The pair hit it off right away, even though their worlds were vastly different. Julián’s family had a history of political involvement through his mother, Rosie Castro, a leader at the forefront of the Chicano movement.

“I knew nothing about politics prior to meeting Julián,” Castro says. “No one in my family had ever been politically involved or spoke of politics. It was a learning experience for me.”

She looks back on Julián’s 2009 mayoral win as a highlight of that new and thrilling political life.

“It was very exciting,” she says with a laugh. “I remember being very overwhelmed that night, getting those results in. And I remember the campaign office being so full of people that I had to step out and go sit in my car for a few minutes before getting on the stage, because at that moment I felt the weight of the winning of that election. I was very excited and proud for Julián. That was his second run [for mayor].”

That moment also provided a taste of what was in store on the eve of her husband’s swift political rise.

When President Barack Obama tapped him as U.S. Secretary of Housing and Urban Development, the family headed to Washington D.C. to begin a new chapter. A holiday dinner at the White House stands out as one of Castro’s most vivid memories of that time.

“I remember thinking, ‘Never in a million years would I have imagined myself [setting] foot in the White House, also sitting here at this amazing din ner with the President of the United States in the same [room], a table away.”

Last January, Castro stood by her husband as he launched his presidential campaign at the West Side’s Plaza Guadalupe. The 12 months that followed were full of emotional highs — and sacrifices.

“[It’s been] a year of really relying on each other as a family,” she adds.
Amid the national press she’s garnered, I ask her how she manages this responsibility of being looked up to as a woman, a mother and a Latina.

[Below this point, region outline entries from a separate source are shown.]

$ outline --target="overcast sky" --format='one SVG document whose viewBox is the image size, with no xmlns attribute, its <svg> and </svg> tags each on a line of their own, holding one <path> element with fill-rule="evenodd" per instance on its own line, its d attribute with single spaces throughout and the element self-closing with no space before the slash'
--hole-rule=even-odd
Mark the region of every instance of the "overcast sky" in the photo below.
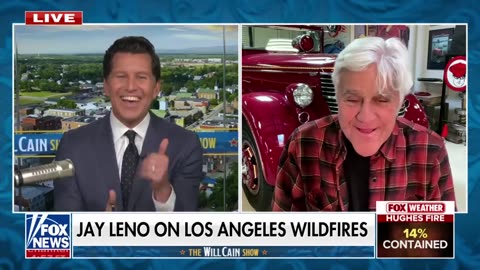
<svg viewBox="0 0 480 270">
<path fill-rule="evenodd" d="M 19 54 L 104 53 L 118 38 L 144 36 L 156 50 L 223 46 L 221 25 L 15 25 Z M 236 25 L 226 26 L 226 45 L 238 44 Z"/>
</svg>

“Just being myself,” she says. “You know, I need to be true to myself in order for others to see who I am. And they take from that what they may.”
I also ask what motherhood has taught her about life.

“How short it is,” she says softly but with conviction. “In the blink of an eye, time flies. You know, once you become a parent, you start measuring [time] by the ages of your children. And, so, my daughter Carina, she’s 10. She’ll be 11 in a few months. Christian turns 5 next Friday. It’s amazing to us, Julián and myself, how fast time has gone by and seeing how much they’ve grown.”

Throughout 2019, Castro grounded herself in San Antonio while Julián was on the campaign trail. Not only because she works full-time, but also because she wanted to ensure her children had a sense of stability.

“That has been important for me as a mother, to make sure that they didn’t feel like their lives were getting disrupted,” she says.

Since Julián ended his campaign, he’s thrown his support behind Sen. Elizabeth Warren. Pundits have argued that a Warren-Castro alliance could attract more Latinx voters to the Massachusetts senator’s ticket.

Regardless of how the remainder of this political season plays out, Castro says she’s ready to maintain the kind of stable environment for her family that she felt growing up.

Political life doesn’t define or consume her.

“I’m my own person. I have my own career. I have my own thoughts and opinions. I don’t always see myself as just Julián Castro’s wife.”

She pauses thoughtfully.

“I’m Erica Castro,” she says. “I stand on my own two feet.”